Talking To Your Teen About Addiction

teen with addiction in black and white

With the start of the teen years comes a lot of hard conversations. As parents, we want to prepare our children to deal with the outside world, but we don’t want to scare them or overwhelm them. We desperately want to shield our teens from bad influences, but unfortunately, we can’t protect them forever. We must teach them how to correctly handle hard issues like sex, abuse, and addiction, otherwise, they may learn from others who do not have their best interests at heart. Here is a quick guide to discussing addiction with your teen.

Don’t limit the conversation to well-known addictions

It can be easy to limit conversations surrounding addiction to the ones we know best, like internet addiction or substance abuse. Instead, make sure your teen understands what addiction is in its purest form: a compulsive, chronic, physiological or psychological need for a habit-forming substance, behavior, or activity having harmful physical, psychological, or social effects upon withdrawal or abstinence. Although addictions such as sex or pornography addiction, alcoholism, or drug addiction are the most recognized, the definition of what an addiction is is much broader. People can be addicted to sugar, to social media, to people-pleasing, and so much more. Focus on this truth of what addiction is, and how it can harm people.

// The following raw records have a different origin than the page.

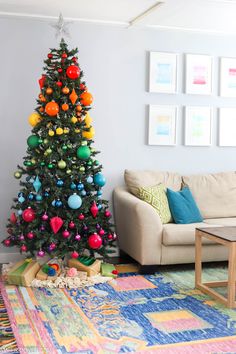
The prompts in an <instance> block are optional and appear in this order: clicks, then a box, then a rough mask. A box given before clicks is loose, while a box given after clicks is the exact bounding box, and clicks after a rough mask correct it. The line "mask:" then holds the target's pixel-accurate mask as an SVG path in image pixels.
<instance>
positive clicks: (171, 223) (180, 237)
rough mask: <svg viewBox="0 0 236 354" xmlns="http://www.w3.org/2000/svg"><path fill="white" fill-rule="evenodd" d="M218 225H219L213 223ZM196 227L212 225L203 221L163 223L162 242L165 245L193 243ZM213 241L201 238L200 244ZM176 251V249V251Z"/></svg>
mask: <svg viewBox="0 0 236 354" xmlns="http://www.w3.org/2000/svg"><path fill="white" fill-rule="evenodd" d="M214 226H216V227H217V226H220V225H214ZM196 227H213V224H211V225H210V224H206V223H204V222H200V223H194V224H172V223H170V224H165V225H163V233H162V243H163V244H164V245H165V246H178V245H195V229H196ZM209 243H214V242H213V241H210V240H208V239H207V238H205V237H203V238H202V244H209ZM176 252H177V251H176Z"/></svg>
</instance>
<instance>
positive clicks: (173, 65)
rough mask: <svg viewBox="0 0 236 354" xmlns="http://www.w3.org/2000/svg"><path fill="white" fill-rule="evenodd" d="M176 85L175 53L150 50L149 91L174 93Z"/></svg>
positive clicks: (174, 91) (161, 92)
mask: <svg viewBox="0 0 236 354" xmlns="http://www.w3.org/2000/svg"><path fill="white" fill-rule="evenodd" d="M176 86H177V54H174V53H162V52H150V67H149V91H150V92H159V93H175V92H176Z"/></svg>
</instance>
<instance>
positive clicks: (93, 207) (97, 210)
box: [90, 201, 98, 218]
mask: <svg viewBox="0 0 236 354" xmlns="http://www.w3.org/2000/svg"><path fill="white" fill-rule="evenodd" d="M90 211H91V214H92V215H93V217H94V218H96V216H97V214H98V207H97V204H96V202H95V201H94V202H93V204H92V206H91V208H90Z"/></svg>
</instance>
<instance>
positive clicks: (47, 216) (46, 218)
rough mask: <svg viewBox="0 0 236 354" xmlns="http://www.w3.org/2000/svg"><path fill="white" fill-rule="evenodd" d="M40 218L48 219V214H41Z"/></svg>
mask: <svg viewBox="0 0 236 354" xmlns="http://www.w3.org/2000/svg"><path fill="white" fill-rule="evenodd" d="M42 220H43V221H47V220H48V215H47V214H46V213H44V214H43V216H42Z"/></svg>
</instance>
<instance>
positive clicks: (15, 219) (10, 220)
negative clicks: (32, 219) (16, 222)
mask: <svg viewBox="0 0 236 354" xmlns="http://www.w3.org/2000/svg"><path fill="white" fill-rule="evenodd" d="M10 222H11V223H12V224H15V223H16V222H17V217H16V214H15V213H12V214H11V216H10Z"/></svg>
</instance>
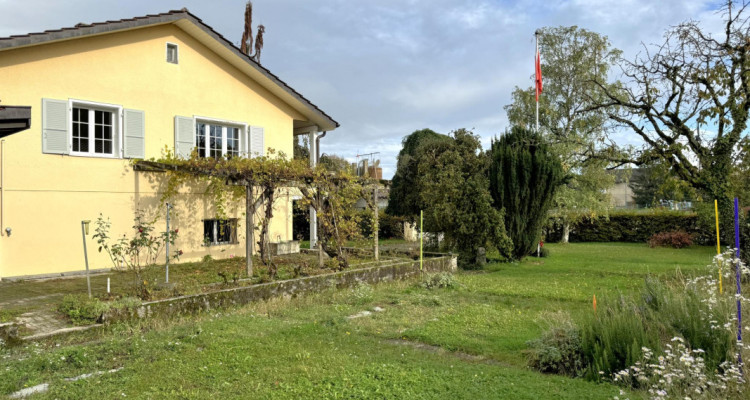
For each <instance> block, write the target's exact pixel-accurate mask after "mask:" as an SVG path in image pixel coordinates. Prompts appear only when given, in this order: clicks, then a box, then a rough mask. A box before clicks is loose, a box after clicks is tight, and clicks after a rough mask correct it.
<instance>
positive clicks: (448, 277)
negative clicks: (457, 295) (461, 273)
mask: <svg viewBox="0 0 750 400" xmlns="http://www.w3.org/2000/svg"><path fill="white" fill-rule="evenodd" d="M420 286H422V287H423V288H425V289H444V288H445V289H453V288H457V287H458V281H457V280H456V277H455V276H453V274H451V273H448V272H438V273H435V274H427V275H425V276H424V278H422V282H421V283H420Z"/></svg>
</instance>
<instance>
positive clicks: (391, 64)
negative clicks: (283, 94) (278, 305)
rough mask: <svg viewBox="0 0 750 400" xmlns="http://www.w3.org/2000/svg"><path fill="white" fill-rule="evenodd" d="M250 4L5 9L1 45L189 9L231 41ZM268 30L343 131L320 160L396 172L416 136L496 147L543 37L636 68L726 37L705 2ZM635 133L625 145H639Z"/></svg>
mask: <svg viewBox="0 0 750 400" xmlns="http://www.w3.org/2000/svg"><path fill="white" fill-rule="evenodd" d="M244 3H245V1H244V0H216V1H211V2H206V1H198V0H183V1H173V0H165V1H160V2H158V3H154V2H151V1H146V0H131V1H128V2H120V1H114V0H110V1H102V0H70V1H66V2H56V1H51V0H47V1H43V0H26V1H23V2H19V1H15V0H12V1H11V0H0V9H2V10H3V12H2V14H0V36H7V35H10V34H22V33H28V32H33V31H40V30H45V29H55V28H60V27H64V26H73V25H75V24H76V23H78V22H94V21H105V20H108V19H120V18H129V17H133V16H139V15H145V14H148V13H156V12H163V11H167V10H168V9H179V8H182V7H187V8H188V9H189V10H190V11H191V12H192V13H194V14H195V15H197V16H198V17H199V18H201V19H203V21H204V22H206V23H207V24H209V25H210V26H212V27H213V28H214V29H216V30H217V31H218V32H219V33H221V34H222V35H224V36H225V37H227V38H228V39H230V40H231V41H233V42H239V38H240V36H241V34H242V25H243V20H242V15H243V10H244ZM253 5H254V21H255V23H262V24H264V25H265V26H266V36H265V47H264V51H263V59H262V61H263V64H264V66H266V67H268V68H270V69H271V70H272V71H273V72H274V73H275V74H277V75H278V76H280V77H281V78H282V79H283V80H284V81H286V82H287V83H289V84H290V85H291V86H292V87H293V88H295V89H296V90H298V91H299V92H301V93H303V94H304V95H305V96H306V97H307V98H309V99H310V100H311V101H312V102H313V103H315V104H316V105H318V106H320V107H321V108H322V109H323V110H325V111H326V112H327V113H329V114H330V115H331V116H333V117H334V118H335V119H336V120H338V121H339V122H340V123H341V125H342V126H341V128H339V129H337V130H336V131H333V132H331V133H330V134H329V135H328V136H327V137H326V138H325V139H324V140H323V144H322V149H321V150H322V151H323V152H329V153H336V154H338V155H341V156H343V157H345V158H347V159H352V158H353V157H355V156H356V154H357V152H371V151H380V152H381V160H382V161H381V165H383V168H384V176H385V177H390V175H391V174H392V173H393V171H394V170H395V163H396V155H397V154H398V150H399V149H400V146H401V139H402V138H403V137H404V136H405V135H408V134H409V133H411V132H413V131H414V130H417V129H422V128H431V129H434V130H436V131H439V132H445V133H447V132H449V131H451V130H453V129H457V128H463V127H465V128H475V132H476V133H477V134H479V135H480V136H481V137H482V143H483V144H484V145H487V144H488V143H489V138H491V137H492V136H494V135H497V134H499V133H501V132H503V131H504V130H505V129H506V127H507V126H508V122H507V117H506V116H505V112H504V111H503V106H504V105H506V104H508V103H510V101H511V98H510V94H511V92H512V91H513V88H514V87H515V86H519V87H527V86H531V85H532V80H531V76H532V74H533V55H534V36H533V34H534V31H535V30H536V29H538V28H541V27H543V26H560V25H578V26H579V27H582V28H586V29H589V30H592V31H595V32H599V33H601V34H604V35H606V36H608V37H609V39H610V41H611V42H612V44H613V46H615V47H617V48H620V49H622V50H623V51H624V55H625V57H627V58H632V57H633V56H634V55H635V54H637V52H639V51H641V49H642V47H641V43H646V44H650V43H657V42H660V41H661V40H662V38H663V33H664V31H665V30H666V29H667V28H669V27H670V26H673V25H675V24H678V23H680V22H682V21H685V20H688V19H696V20H701V21H703V22H704V23H705V24H706V26H708V27H709V28H710V29H711V30H715V31H720V28H721V25H720V23H719V22H720V17H721V16H720V15H719V14H717V13H716V9H717V5H716V2H715V1H707V0H664V1H658V2H655V1H653V0H568V1H562V2H556V3H555V2H547V1H531V0H518V1H504V0H503V1H501V0H461V1H457V0H378V1H372V0H319V1H316V2H311V1H300V0H255V1H254V2H253ZM630 139H632V138H631V137H630V135H624V136H623V137H622V139H621V140H623V141H629V140H630Z"/></svg>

Talk to them about how addictions start

Addictions don’t start out as an all-consuming force in life. Rather, they start in ways that seem small and controllable, slowly becoming more and more severe. In addition, many addicts may not be able to see their addiction for what it is. This is why many addicts may make claims about how they can stop at any time, or something similar. Although those claims might have been true at some point, it is rarely the case for long. Addressing how addictions start and grow can help them recognize early warning signs in themselves or their peers!

Teach them that addiction can be overcome

Share stories with them of people overcoming addiction, and let them know that no matter what addictions may arise in their lives and the lives of loved ones, there is always a way forward. It may be hard, and painful, but there are no lost causes. There are so many people who struggle with addiction at some point, and there is a good chance that eventually your child will know someone who has become an addict. Because of that, it is important to teach them that it can be moved on from. Just because someone develops an addiction, does not mean it must define them forever.

Now, you are better prepared to talk to your teen about addiction and all that goes with it.